"You must not imagine, Miss Stanley," said he, "that I came to ask for anything. You have already been most generous—too generous, most people would say. It would be imposing on you to ask for more; it would be unfair; if I were in your position, I would refuse. But I thought my scheme might afford you some relief——"
"And if you went away with them, what would you do with Heimra Island?" she said, abruptly—and regarding him with her clear, honest eyes.
"That I don't know," said he, "except that I should be sorry to sell it. And it would not be easy to let it, even as a summer holiday place. There is no fishing or shooting to speak of; and it is a long way to come.

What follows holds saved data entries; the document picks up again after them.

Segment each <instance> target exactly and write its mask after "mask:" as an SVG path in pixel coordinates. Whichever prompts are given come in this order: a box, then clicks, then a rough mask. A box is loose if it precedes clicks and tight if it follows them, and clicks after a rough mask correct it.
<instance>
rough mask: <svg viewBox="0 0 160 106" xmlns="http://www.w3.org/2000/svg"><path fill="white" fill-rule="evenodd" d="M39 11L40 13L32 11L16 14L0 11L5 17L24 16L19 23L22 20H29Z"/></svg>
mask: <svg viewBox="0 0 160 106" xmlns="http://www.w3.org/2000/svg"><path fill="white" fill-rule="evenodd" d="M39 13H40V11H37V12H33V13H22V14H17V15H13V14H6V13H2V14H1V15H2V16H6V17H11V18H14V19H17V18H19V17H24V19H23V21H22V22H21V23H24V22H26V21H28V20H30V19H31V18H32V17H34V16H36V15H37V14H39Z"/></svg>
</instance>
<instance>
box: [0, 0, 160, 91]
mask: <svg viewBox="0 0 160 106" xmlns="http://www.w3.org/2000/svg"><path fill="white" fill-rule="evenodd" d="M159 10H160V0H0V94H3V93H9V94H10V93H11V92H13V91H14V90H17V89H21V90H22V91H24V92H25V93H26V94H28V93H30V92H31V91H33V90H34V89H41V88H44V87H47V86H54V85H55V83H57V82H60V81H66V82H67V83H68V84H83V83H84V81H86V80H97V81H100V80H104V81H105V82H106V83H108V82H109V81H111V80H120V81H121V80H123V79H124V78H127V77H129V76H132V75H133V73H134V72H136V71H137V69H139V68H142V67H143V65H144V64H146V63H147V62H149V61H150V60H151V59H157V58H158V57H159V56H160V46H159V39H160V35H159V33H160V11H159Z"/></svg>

For a yachtsman it might make convenient headquarters——"
"But you would not sell the island?" she asked again.
"Not unless I was compelled," he made answer. "I might go away and leave it for a time—the letting of the pasture would just about cover the housekeeper's wages and the keeping up of the place; and then, years hence, when my little community in Australia or Canada was all safely established—when the heat of the day was over, as they say in the Gaelic—I might come back there, and spend the end of my life in peace and quiet. For old people do not need many friends around them: their recollections are in the past."
And then he rose.
"I beg your pardon for troubling you about my poor affairs."
"But they concern me," she said, as she rose also, "and very immediately. Besides that, we are neighbours. And so I am to understand that you won't do anything further with your emigration scheme—not at present?"
"Nothing until you consent—nor until you are quite satisfied that it is a wise thing to embark on. And indeed there is no great hurry: I can't keep my last term until November next. But by then I hope to have learnt everything there is to be learned about the various emigration-fields."
She rang the bell; but she herself accompanied him to the door, and out into the hall.